A month ago, Roy Hodgson cut a forlorn dash. Here was a man isolated and friendless at Anfield. It was a shame to see one of English football's confirmed gents looking so sorry for himself, his face wracked with mental pain, his body language agitated, his public statements beginning to lose sense. But when the end came, it was no surprise and, among the disappointment, there must have been relief for Hodgson.
At Liverpool, shoots of recovery are highly apparent, as Kenny Dalglish reclaims what most believed was his right, with Hodgson only a temporary tenant of the throne. The Kop has what it wants and is enjoying itself again.
Now surely only the hardest of Scouse hearts would not wish their former boss good luck in his new job? They may have flown in the face of their repeated pledges to always back a boss, and many still yearned for the martinette charms of Rafael Benitez, but Hodgson entered a club in turmoil, a team without direction. He was unable to turn matters around and better men would have suffered a similar fate. Some bad decisions were made, and he failed to strike up any relationships that could pull him through the difficult times. Whether he has recovered from the experience is likely to be a repeated question.
A chance for Roy's redemption has arrived sooner than expected at West Bromwich Albion, and against the expectation that Chris Hughton would be the man to succeed Roberto Di Matteo. Hughton had looked nailed on, with bookmakers closing their market on his arrival at the Hawthorns. An about turn has occurred, the stumbling block seemingly centring around the former Newcastle manager's desire to bring in Colin Calderwood and Paul Barron as his wingmen.
Hughton's proposed coaching structure flew in the face of what owner Jeremy Peace and sporting and technical director Dan Ashworth see as the model to follow. After his Newcastle experiences, Hughton has perhaps had too much of interference from above to accept a further lack of self determination. Hodgson, meanwhile, having managed on the continent, and worked for the strong-willed likes of Massimo Moratti at Inter Milan and Mohammed Al-Fayed at Fulham, probably felt able to cope with such an approach, and is given the title of "head coach".
A contract until June 2012 suggests this is not a long-term appointment and it seems that Ashworth and Peace may favour a passing of the honour on to Michael Appleton once that tenure is done. Appleton had been expected to be in a caretaker role for rather longer than just Saturday's crucial six-pointer against West Ham United, and is highly regarded. But, at 35, his playing career having been ended by injury in 2003 and a coaching career mounted since, the future is expected to be his. It would have been too much of a risk to expose him to what looks like a perilous relegation battle.

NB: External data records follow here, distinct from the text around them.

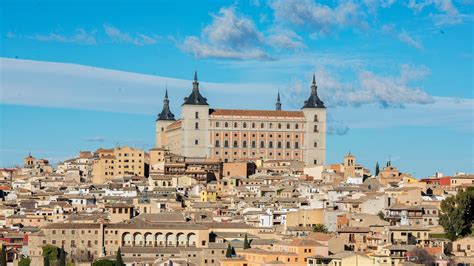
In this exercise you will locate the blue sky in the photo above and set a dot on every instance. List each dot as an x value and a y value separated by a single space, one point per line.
397 76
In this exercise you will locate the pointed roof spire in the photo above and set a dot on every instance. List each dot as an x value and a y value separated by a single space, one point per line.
195 97
166 113
313 100
278 103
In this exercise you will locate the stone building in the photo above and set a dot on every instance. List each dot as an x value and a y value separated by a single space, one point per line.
234 135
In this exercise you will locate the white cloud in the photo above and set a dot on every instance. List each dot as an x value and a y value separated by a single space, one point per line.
406 38
319 18
140 39
90 88
230 36
81 37
284 39
369 88
448 13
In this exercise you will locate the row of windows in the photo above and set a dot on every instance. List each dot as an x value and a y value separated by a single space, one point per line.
255 125
253 153
254 135
253 144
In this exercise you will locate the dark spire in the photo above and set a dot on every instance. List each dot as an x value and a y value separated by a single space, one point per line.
166 113
195 97
278 103
313 100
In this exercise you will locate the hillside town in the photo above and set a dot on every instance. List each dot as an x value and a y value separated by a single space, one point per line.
158 208
232 188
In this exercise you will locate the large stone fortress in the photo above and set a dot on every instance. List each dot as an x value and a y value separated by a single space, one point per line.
233 135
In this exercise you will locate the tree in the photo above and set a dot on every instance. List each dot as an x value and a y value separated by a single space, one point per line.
320 228
228 253
104 262
46 261
247 242
62 257
25 261
457 215
51 252
3 256
118 259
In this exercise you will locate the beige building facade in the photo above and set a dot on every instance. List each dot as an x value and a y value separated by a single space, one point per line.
235 135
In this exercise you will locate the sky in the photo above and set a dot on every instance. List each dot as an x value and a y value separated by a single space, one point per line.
397 77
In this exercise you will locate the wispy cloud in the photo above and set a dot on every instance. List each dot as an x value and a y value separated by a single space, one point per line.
80 37
229 36
95 139
319 18
370 88
139 39
406 38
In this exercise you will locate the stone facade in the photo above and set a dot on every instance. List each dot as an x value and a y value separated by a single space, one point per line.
236 135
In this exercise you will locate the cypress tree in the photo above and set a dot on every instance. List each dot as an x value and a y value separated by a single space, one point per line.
118 259
3 256
228 253
62 257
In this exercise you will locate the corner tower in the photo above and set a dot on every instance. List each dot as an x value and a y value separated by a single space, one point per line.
315 128
195 123
164 119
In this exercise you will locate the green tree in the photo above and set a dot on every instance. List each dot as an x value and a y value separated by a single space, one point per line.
51 252
457 215
247 242
62 257
104 262
320 228
118 259
228 253
25 261
3 256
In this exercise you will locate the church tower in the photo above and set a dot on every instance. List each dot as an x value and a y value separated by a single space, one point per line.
195 123
315 128
278 103
165 118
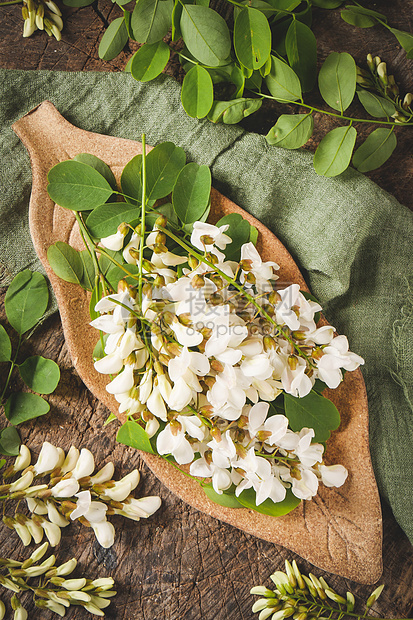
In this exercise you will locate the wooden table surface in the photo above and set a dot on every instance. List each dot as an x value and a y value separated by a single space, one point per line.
181 564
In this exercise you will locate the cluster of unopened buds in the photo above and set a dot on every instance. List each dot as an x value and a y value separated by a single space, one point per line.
53 590
72 492
210 345
303 597
42 15
378 79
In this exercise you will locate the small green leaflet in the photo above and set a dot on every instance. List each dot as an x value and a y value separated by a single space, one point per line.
23 406
273 509
131 434
9 441
26 300
376 106
337 80
197 94
312 411
231 112
291 131
334 152
65 262
282 82
252 38
149 61
301 48
99 165
76 186
114 39
40 374
377 149
5 345
104 220
205 34
191 193
151 20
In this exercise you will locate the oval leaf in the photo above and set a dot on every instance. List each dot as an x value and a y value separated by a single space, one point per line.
104 220
197 93
9 441
333 154
114 39
252 38
26 300
76 186
291 131
149 61
282 82
377 149
5 345
151 20
301 48
65 262
312 411
337 80
22 406
205 34
191 193
99 165
376 106
131 434
40 374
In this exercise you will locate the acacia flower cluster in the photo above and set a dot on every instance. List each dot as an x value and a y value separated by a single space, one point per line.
72 492
53 590
205 349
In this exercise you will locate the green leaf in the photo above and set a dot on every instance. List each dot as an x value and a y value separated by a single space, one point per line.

Here, Hodgson has pedigree, having hauled Fulham from the very precipice of a drop into the Championship in 2007-08 when replacing Lawrie Sanchez between Christmas and New Year. Fulham were in a far worse position than the Baggies are now, with far fewer positives to take from their season. Di Matteo's removal comes after a juddering fall from the heights of winning at Arsenal and being the only team so far to escape Old Trafford with a point.
Di Matteo's departure was still a surprise, but Peace and Ashworth have taken a now tried and trusted approach in making a change when a series of vital and winnable games approach. Dalglish has benefitted from the same at Liverpool and now has four wins in a row to his name. Hodgson faces a run of fixtures that will likely decide their fate. After the Hammers come Wolves, Stoke and Birmingham, and West Brom's bigwigs are hoping for the bounce that a new manager often brings.
There is talk that West Brom have abandoned footballing principles in going for Hodgson. His approach is certainly defensive away from home, with defenders sitting deep in their own half and did not fit a team like Liverpool, expected by their fans to attack, attack, attack - though a conservative outlook was often accepted from Benitez. However, Fulham fans will tell you that their team played some of their finest football under him, and Danny Murphy was a player particularly allowed to demonstrate his flair.
Hodgson is still a considerable risk. He has had failures before; do not mention him within earshot of Bristol City fans of a certain vintage, for example, and there are likely to be residual effects of his Liverpool experience. A lingering question remains: can a man of 63 who has just suffered the greatest reverse of his professional career recover his mojo in just a month?